Writing in the Spring edition of Yes! Magazine Frances Moore Lappé, author of the classic book Diet For A Small Planet, digs into how Belo Horizonte residents and government officials keep their city food secure.
The city agency developed dozens of innovations to assure everyone the right to food, especially by weaving together the interests of farmers and consumers. It offered local family farmers dozens of choice spots of public space on which to sell to urban consumers, essentially redistributing retailer mark-ups on produce-which often reached 100 percent-to consumers and the farmers. Farmers' profits grew, since there was no wholesaler taking a cut. And poor people got access to fresh, healthy food.
Once the concept of food as a right took hold a variety of different methods for getting healthy food to the people emerged. Entrepreneurs are given the chance to bid on high-traffic plots of land to sell produce. In return they agree to sell 20 or so fresh produce items at 3/4 of the going market price, and the rest of their produce can be sold at the market price. Three large scale "People's Restaurants" serve healthy meals to 12,000 people a day for the equivalent of $0.50, and innovative school programs ensure that students are well fed.
Belo’s food security initiatives also include extensive community and school gardens as well as nutrition classes. Plus, money the federal government contributes toward school lunches, once spent on processed, corporate food, now buys whole food mostly from local growers.

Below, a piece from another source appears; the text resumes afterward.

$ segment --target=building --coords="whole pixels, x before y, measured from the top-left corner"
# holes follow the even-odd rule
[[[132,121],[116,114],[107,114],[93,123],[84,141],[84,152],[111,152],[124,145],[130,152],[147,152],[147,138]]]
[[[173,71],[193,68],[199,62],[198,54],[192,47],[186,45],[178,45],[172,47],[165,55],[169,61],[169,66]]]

In just a decade Belo Horizonte cut its infant death rate—widely used as evidence of hunger—by more than half, and today these initiatives benefit almost 40 percent of the city’s 2.5 million population. One six-month period in 1999 saw infant malnutrition in a sample group reduced by 50 percent. And between 1993 and 2002 Belo Horizonte was the only locality in which consumption of fruits and vegetables went up.
If you want to learn more, Ryerson University in Toronto is offering a Summer course that includes a week long field trip to Belo Horizonte to meet with key stakeholders that keep the city food secure.
The last word goes to Lappé who says, "Hunger is not caused by a scarcity of food but a scarcity of democracy."